Talep Rifai, dünya için 21. yüzyılın birçok açıdan başarı hikayesiyle dolu olduğuna dikkati çekerek, çok sayıda kriz görüldüğünü, bunların nasıl atlatılacağının öğrenildiğini dile getirdi.

Turizm sektörünün tek başına krizlere karşı dayanamayacağını ifade eden Rifai, ülke yönetimlerinin de turizm konusunda istek ve inancının önemli olduğunu vurguladı.

Rifai, koronavirüs salgınının yol açtığı krizlerin diğer tüm krizlerden daha ağır olduğunu ifade ederek, “Türkiye’yi bu süreçte öne çıkartan koordinasyon ve iyi yönetim. Geçen yıl Türkiye rakiplerine göre turizmde iyi sonuçlar elde etti. Bu yıl için ziyaretçileri nasıl koruyacağına dair verdiği vaatler önemli olacaktır. Türkiye’nin salgın sürecinde turizmde aldığı önlemler çok iyiydi. Türkiye yerli ve yabancı ziyaretçilere güven veriyor. Bu güven aktarımının sürmesi halinde 2021 yılının 2020’den daha iyi olacağı kanaatindeyim.” diye konuştu.

Turizmcilerden 'aşı pasaportu' açıklaması - Resim : 1

"İYİ GÜNLER 2022'DE" MESAJI

Rifai, dünyanın “iyi eski günlere” dönüşünün kısa vadede zor olduğunu ifade ederek, “Koronavirüs sırasında bu kadar ders öğrendik ancak 2022'de eski günlere geri dönüşün başlayacağını ve o iyi günlere dönüşün 2022’de yaşanacağını düşünüyorum.” dedi.
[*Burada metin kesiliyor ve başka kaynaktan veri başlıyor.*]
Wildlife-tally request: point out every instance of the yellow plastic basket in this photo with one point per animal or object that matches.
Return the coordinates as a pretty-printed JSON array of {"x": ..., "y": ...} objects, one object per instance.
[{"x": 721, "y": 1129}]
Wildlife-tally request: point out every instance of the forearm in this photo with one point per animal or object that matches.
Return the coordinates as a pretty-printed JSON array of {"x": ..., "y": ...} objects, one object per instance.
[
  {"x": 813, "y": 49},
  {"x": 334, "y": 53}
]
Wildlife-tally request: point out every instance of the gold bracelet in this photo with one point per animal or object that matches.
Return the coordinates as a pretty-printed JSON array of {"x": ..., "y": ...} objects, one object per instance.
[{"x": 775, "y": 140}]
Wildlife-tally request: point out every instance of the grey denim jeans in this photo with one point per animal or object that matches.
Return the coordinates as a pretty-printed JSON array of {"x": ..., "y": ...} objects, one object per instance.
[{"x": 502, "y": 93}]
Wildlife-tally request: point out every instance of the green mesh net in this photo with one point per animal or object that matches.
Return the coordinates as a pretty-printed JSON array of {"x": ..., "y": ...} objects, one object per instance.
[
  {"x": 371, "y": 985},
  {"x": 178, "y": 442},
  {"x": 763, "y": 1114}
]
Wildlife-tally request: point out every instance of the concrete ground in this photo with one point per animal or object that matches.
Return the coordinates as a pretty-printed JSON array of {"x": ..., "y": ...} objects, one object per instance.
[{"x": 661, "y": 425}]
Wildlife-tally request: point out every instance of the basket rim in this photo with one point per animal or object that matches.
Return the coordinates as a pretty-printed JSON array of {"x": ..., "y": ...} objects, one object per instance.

Salgın bittikten sonra dünya turizminde en öne çıkacak destinasyonların, turiste güven telkin eden, iletişimi iyi yapan ve akıllı hedefler koyan destinasyonlar olacağına dikkati çeken Rifai, şunları kaydetti:

“Salgın sonrası yeni bir norm ve yeni seyahat alışkanlıkları olacaktır. Aile ve daha küçük gruplarla seyahat sayıları artacaktır. İnsanlar daha az kişiyle daha bireysel tatil yapmak isteyecektir. Özellikle açık hava ve dış mekan turizmine ilgi daha yüksek olacaktır. Daha uzun konaklamalar ve yurt dışında evden çalışan "dijital nomadlar (çalışan ama aynı anda da seyahat edenler)” daha popüler olacaktır. Bu tür değişikliklere hazırlıklı olmalıyız.”